The Rhinoceros, as I see it as the most innocent behemoth on the planet. To be able to watch such a peace-loving creature at two and a half tons is still leaving me with a smile on my face twenty years later. This is for Black and White Rhinoceros alike. The Black one is just a bit more nuts.
MOST INTERESTING ANIMAL BEHAVIOR?
Back in 1999 the elephants in our area where reintroduced from KwaZulu and the young cows had their first calves here with us.
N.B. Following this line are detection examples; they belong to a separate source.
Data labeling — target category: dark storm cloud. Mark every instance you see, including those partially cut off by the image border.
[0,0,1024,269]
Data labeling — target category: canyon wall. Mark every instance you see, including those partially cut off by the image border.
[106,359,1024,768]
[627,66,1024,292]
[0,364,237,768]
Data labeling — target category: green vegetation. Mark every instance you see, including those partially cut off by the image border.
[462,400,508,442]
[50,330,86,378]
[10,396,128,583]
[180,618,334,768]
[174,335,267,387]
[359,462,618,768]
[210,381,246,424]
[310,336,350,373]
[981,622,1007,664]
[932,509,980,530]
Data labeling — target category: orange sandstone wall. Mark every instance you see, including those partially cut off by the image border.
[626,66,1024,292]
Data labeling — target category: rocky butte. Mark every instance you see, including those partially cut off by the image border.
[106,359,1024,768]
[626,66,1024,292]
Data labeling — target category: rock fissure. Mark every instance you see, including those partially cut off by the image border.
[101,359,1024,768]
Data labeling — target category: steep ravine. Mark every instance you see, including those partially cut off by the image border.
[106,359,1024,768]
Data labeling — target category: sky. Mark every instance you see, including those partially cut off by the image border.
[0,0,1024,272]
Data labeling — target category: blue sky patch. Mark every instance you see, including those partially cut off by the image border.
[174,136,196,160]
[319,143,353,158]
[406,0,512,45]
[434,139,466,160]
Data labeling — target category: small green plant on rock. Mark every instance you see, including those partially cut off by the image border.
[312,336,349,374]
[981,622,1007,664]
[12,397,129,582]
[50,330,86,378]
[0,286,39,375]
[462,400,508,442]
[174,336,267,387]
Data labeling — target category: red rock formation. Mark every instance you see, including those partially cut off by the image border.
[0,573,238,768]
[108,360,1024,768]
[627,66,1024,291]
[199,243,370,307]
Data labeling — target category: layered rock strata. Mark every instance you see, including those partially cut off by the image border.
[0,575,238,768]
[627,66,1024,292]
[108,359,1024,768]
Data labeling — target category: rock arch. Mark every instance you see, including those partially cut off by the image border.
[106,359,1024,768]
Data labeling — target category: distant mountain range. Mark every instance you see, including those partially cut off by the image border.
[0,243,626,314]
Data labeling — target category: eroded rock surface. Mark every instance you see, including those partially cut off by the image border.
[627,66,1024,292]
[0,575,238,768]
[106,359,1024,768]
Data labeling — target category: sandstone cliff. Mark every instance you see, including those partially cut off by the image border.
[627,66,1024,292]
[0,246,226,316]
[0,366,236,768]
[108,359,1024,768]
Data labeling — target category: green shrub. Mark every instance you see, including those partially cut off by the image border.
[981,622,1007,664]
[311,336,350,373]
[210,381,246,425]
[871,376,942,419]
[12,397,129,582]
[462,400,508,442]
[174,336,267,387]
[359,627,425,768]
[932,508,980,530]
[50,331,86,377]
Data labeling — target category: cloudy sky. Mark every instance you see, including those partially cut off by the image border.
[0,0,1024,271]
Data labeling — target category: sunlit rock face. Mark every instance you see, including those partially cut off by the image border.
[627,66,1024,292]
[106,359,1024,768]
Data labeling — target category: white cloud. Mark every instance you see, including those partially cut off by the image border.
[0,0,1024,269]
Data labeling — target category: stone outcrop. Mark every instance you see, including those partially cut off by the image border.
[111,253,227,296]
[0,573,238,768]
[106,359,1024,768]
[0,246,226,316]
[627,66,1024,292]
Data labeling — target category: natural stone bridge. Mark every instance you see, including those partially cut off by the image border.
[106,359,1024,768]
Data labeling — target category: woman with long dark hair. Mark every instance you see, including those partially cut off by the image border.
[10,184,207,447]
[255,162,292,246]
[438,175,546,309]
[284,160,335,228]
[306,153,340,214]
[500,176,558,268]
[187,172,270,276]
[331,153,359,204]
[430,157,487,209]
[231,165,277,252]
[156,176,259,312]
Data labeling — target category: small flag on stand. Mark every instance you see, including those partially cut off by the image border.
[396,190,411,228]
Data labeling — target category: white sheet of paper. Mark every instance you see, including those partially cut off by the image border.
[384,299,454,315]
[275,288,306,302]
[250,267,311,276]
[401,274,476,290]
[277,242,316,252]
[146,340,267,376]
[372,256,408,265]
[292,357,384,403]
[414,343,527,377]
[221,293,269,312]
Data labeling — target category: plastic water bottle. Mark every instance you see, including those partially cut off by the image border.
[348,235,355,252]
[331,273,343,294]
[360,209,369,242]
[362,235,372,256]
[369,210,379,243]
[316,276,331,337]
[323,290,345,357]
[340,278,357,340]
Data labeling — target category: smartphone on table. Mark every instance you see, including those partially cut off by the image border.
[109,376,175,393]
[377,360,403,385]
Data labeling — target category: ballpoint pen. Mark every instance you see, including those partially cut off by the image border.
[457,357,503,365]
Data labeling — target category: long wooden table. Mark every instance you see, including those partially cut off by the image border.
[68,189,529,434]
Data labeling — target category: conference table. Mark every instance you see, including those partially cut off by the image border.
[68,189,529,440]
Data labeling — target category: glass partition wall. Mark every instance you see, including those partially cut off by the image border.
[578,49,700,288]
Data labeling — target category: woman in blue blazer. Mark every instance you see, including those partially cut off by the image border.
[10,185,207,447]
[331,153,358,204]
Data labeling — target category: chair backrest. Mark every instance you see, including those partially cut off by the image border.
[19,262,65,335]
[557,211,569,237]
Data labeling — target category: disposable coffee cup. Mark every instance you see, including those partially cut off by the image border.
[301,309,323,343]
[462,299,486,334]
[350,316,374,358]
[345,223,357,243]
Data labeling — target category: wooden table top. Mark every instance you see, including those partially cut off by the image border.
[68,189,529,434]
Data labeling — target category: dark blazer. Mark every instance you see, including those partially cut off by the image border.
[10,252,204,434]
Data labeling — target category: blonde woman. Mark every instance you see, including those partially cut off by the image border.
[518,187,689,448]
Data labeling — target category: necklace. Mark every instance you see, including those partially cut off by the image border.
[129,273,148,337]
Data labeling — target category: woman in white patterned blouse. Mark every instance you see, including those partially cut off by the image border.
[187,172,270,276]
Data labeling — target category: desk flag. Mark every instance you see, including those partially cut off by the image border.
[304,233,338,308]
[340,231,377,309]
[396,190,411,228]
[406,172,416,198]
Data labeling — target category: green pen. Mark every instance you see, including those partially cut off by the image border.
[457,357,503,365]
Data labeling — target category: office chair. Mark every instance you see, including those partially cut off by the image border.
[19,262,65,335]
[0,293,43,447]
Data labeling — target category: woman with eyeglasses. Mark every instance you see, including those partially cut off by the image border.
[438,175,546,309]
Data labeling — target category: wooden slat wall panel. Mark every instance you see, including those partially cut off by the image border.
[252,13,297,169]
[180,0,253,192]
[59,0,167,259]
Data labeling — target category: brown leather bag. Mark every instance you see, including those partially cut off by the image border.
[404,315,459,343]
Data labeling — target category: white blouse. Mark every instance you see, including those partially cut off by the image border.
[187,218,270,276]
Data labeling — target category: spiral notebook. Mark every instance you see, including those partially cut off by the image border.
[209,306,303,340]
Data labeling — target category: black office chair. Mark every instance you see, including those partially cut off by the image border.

The first two years they tend to be quite aggressive and used to charge horses and Land Rovers readily.
It was really hard work for my lead horse Nina at the time to keep her nerves and not leave me alone in the ….! One morning a new calf was born the night before and the most silly cow as usual started to get angry with the horses presence and came through the herd to charge us.
All of a sudden the matriarch with her big attitude and vampire tusks screams at her and with a rumble moves backwards into her pushing her back. What followed was a mexican standoff for another half an hour and we all went our way. The breeding herd has never charged at me and my horse again ever since! Left me speechless.